Personal information
- Born: 2003 (age 22–23) Konak, İzmir, Turkey

Gymnastics career
- Discipline: Men's artistic gymnastics
- Country represented: Turkey (2018–present)
- Club: Şavkar Gymnastics SC
- Medal record
Men's artistic gymnastics
Representing Turkey
European Championships
| Silver medal – second place | 2023 Antalya | Team |
| Bronze medal – third place | 2022 Munich | Team |

= Kerem Şener =

Turkish artistic gymnast

Kerem Şener (born 2003) is a Turkish male artistic gymnast and part of the national team. He is a member of Şavkar Gymnastics Sport Club in İzmir.

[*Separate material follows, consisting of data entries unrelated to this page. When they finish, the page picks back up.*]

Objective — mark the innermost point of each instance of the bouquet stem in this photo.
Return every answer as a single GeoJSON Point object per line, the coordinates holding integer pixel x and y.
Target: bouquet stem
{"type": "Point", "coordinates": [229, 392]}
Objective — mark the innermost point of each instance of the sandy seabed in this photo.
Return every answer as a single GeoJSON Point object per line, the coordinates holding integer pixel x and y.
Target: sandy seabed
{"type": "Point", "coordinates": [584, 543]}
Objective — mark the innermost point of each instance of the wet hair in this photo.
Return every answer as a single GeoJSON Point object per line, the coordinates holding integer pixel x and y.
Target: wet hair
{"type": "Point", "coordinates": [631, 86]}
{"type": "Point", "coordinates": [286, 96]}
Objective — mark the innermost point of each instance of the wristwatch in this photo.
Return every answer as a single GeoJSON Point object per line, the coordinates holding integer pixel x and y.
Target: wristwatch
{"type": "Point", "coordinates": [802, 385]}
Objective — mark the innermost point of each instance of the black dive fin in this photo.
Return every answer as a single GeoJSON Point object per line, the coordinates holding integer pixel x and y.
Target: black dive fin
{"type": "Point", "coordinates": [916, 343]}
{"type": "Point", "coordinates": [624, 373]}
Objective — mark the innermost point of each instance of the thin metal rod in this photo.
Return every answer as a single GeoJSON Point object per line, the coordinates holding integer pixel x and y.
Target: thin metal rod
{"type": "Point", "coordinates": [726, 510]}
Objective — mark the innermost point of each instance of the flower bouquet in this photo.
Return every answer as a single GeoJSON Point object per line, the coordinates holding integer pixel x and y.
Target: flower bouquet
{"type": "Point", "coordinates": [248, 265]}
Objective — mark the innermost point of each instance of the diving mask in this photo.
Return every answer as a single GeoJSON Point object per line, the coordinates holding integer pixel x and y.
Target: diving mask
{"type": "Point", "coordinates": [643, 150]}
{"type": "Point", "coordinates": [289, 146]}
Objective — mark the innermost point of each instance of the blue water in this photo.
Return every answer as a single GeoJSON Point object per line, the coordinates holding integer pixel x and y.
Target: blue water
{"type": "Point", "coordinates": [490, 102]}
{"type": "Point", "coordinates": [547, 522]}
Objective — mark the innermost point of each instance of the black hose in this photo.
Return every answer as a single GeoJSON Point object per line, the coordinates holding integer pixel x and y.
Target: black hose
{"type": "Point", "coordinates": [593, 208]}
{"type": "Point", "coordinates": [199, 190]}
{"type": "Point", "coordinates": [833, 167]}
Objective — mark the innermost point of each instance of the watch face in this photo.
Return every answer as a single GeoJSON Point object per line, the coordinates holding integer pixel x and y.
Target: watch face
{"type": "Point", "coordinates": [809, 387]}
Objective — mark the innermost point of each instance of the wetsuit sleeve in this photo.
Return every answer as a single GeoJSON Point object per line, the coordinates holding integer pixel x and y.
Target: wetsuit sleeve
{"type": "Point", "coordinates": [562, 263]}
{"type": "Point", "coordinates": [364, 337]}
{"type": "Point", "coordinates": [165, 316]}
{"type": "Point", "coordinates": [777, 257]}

Şener won the gold medal in the Parallel bars event in the Junior category of the 4th Mediterranean Gymnastics Championship held in Cagliari, Italy on 27-29 September 2019. He became a gold medallist on parallel bars at the 2019 International Junior Team Cup held in Berlin, Germany on 5-6 April. He participated at the 2019 Junior World Artistic Gymnastics Championships in Győr, Hungary on 27-30 June 2019.

At the 2022 European Men's Artistic Gymnastics Championships in Munich, Germany on 18-21 August, he shared the bronze medal in the Team event with his teammates Ferhat Arıcan, Ahmet Önder, Adem Asil and Mehmet Ayberk Koşak.